Après l'échec cuisant de
Dodes'kaden suivi d'une tentative de suicide, Akira Kurosawa part en Sibérie afin d'y tourner ce magnifique récit sur l'amitié, la nature et la survie, dans lequel se mêlent aventure, émotion et poses contemplatives entièrement justifiées grâce à la splendeur sauvage de la Taïga. Formidable film-itinéraire où s'amoncellent les morceaux de bravoure, les instants d'humanisme et les prouesses techniques tous trois parfaitement inhérents à l'univers du
senseï,
Dersou Ouzala fait néanmoins dériver la trajectoire kurosawaïenne de quelques degrés dans le sens où les portraits de guerriers et samouraïs dans le cadre d'un japon féodal laissent ici place à une étude - certes au demeurant esquissée - sur le quotidien des troupes de soldats russes ayant pour mission d'agrandir les territoires de l'état-major moscovite au début du XIXe siècle.
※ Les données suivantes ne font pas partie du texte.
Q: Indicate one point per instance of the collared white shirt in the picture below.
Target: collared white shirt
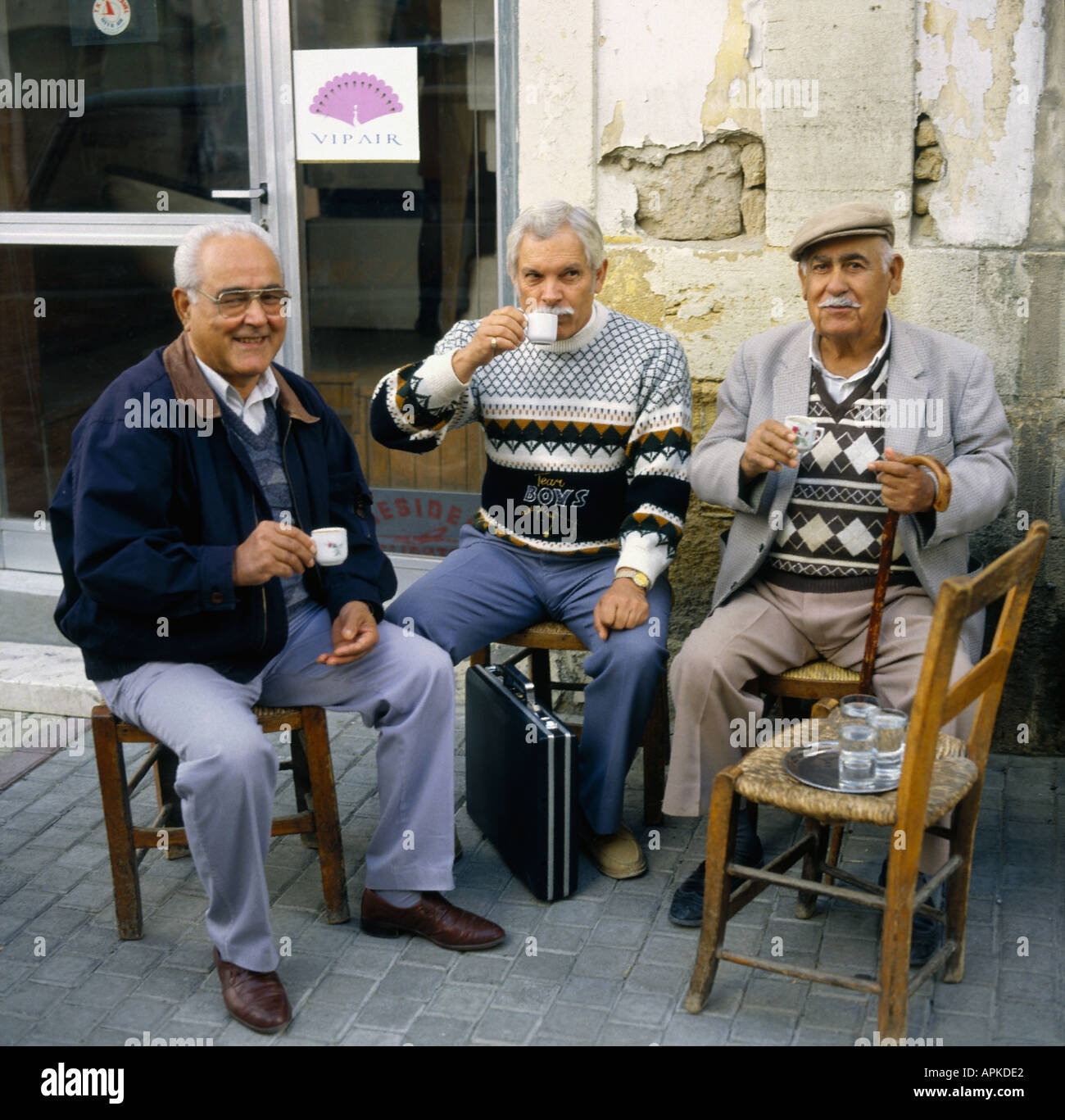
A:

La rencontre impromptue d'un petit chasseur golde qui va leur servir de guide durant le reste de leur périple va par ailleurs donner lieu à une poignante histoire d'amitié entre deux hommes, Dersou le menu bonhomme doté d'un flair de renard mais effrayé par la civilisation, et le capitaine Arseniev, qui semble un peu perdu dans le ventre de cette jungle froide. La ligne temporelle de l'uvre est divisée en deux années différentes, 1902 puis 1907, qui marqueront chacune les aventures communes de Dersou et d'Arseniev, avant que ce dernier ne propose au chasseur solitaire de venir passer le restant de ces jours parmi sa petite famille dans les chaumières d'un village russe sans âme et où il ne parviendra jamais à s'adapter. De ce film beau, gracieux et crépusculaire, l'on retiendra plus particulièrement deux séquences d'action et de survie qui resteront indéniablement gravées dans les mémoires: un éprouvant combat contre le vent et le froid au centre d'un lac gelé mené par Dersou et Arseniev, puis le sauvetage de Dersou bloqué dans l'agitation d'un torrent. Magnifique, grandiose, d'un réalisme à couper le souffle, jamais il n'y aura mot suffisamment ample pour décrire la virtuosité de Kurosawa en ces instants-là. C'est sans compter sur le duo d'acteurs exceptionnel formé par Maksim Munzuk et Yuri Solomin que
Dersou Ouzala se hisse au panthéon des classiques de son auteur; de surcroît, les prises de risque exotiques de Kurosawa en redoublent l'intérêt, faisant de lui une pièce rare, précieuse et atypique, pas moins que majeure. 2h20 de grand cinéma.